For many years I have heard Madame Butterfly praised as one of Giacomo Puccini's most moving operas. Last Saturday I was able to attend the Metropolitan Opera production, shown as a live high-definition movie broadcast. The production was outstanding: fine singing, believable acting, marvelously effective use of Japanese puppetry, and ingenious minimalist scenery consisting of sliding paper walls. However, all of these excellences intensified the unrelieved sadness of the opera and made the experience troubling to me.
The plot is very simple. A Navy lieutenant, B.F. Pinkerton, arrives in Nagasaki. (The mention of Nagasaki was jarring and set me thinking about suffering at the very start of the opera, whereas Puccini, for dramatic reasons, would have wanted to permit the possibility of hope during the early scenes.) Pinkerton leases a house that comes with servants and a fifteen-year-old geisha wife called Madame Butterfly. He finds her charming and marries her, fully expecting to later exercise his legal right in Japan to repudiate the marriage so that he will be free to have a real marriage with an American wife.
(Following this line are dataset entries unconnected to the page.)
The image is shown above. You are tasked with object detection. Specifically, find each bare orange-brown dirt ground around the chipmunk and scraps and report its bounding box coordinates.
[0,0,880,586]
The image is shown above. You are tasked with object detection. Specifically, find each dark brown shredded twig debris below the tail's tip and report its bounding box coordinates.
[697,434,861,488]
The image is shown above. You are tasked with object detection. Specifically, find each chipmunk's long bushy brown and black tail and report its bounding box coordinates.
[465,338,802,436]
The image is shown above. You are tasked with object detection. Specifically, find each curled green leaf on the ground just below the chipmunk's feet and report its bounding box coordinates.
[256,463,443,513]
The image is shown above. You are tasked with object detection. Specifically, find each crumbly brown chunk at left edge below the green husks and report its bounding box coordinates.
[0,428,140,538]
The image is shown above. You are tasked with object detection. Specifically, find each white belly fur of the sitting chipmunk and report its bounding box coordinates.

The two have a brief honeymoon for the remainder of Pinkerton's shore leave, during which Butterfly becomes pregnant with Pinkerton's son. Then Pinkerton leaves with his gunship. Three years pass and Butterfly receives no word from Pinkerton. It is obvious to everyone but Butterfly that she has been deserted; but when she is advised to consider marriage to another man, she steadfastly clings to her hope that Pinkerton will return to her.
Pinkerton does return to Nagasaki, but he returns with an American wife. When he discovers that he has a son by Butterfly, he shrinks from facing her and instead sends his American wife to retrieve the boy. Butterfly finally sees her true situation. She agrees to give up her son, for the sake of his future, and then withdraws to commit suicide with a dagger.
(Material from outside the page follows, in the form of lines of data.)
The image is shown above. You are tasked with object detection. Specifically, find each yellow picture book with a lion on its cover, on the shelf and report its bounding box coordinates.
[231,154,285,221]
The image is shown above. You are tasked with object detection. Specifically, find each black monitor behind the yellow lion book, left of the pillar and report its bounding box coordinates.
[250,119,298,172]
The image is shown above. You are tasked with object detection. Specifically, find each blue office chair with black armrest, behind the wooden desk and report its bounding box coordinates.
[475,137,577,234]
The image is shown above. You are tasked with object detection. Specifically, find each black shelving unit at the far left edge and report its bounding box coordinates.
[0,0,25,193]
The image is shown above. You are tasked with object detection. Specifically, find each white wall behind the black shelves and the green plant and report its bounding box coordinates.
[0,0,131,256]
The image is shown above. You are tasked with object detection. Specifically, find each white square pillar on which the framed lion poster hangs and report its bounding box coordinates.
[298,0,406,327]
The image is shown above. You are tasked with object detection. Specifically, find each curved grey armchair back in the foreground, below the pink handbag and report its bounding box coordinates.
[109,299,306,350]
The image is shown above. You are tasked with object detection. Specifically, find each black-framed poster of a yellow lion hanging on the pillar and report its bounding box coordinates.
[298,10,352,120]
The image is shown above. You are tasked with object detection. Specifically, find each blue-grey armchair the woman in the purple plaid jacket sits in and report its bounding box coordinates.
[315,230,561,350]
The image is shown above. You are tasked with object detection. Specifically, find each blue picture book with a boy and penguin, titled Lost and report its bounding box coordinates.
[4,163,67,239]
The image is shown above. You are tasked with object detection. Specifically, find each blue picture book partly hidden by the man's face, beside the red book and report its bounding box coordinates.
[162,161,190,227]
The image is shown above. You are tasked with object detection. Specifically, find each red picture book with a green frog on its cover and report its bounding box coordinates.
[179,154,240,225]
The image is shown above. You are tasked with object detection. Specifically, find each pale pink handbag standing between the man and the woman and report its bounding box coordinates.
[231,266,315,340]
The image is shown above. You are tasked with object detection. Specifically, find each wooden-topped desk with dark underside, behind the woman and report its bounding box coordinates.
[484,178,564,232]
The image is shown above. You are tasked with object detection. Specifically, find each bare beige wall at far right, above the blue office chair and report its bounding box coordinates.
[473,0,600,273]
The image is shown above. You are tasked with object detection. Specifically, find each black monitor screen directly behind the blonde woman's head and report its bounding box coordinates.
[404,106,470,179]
The profound sadness of the opera kept me from fully appreciating the beauty of the production. The sorrowful last scene, although inevitable, ended Butterfly's victimization but produced no emotion release or resolution. One could easily imagine how the memory of Butterfly's betrayal and violent suicide would blight the lives of the contemptible Lieutenant Pinkerton, his American wife (who would now see him in a drastically different light), and the pitiful little boy.
I was fortunate to have the opportunity to see Madame Butterfly, but I would not wish to see it again.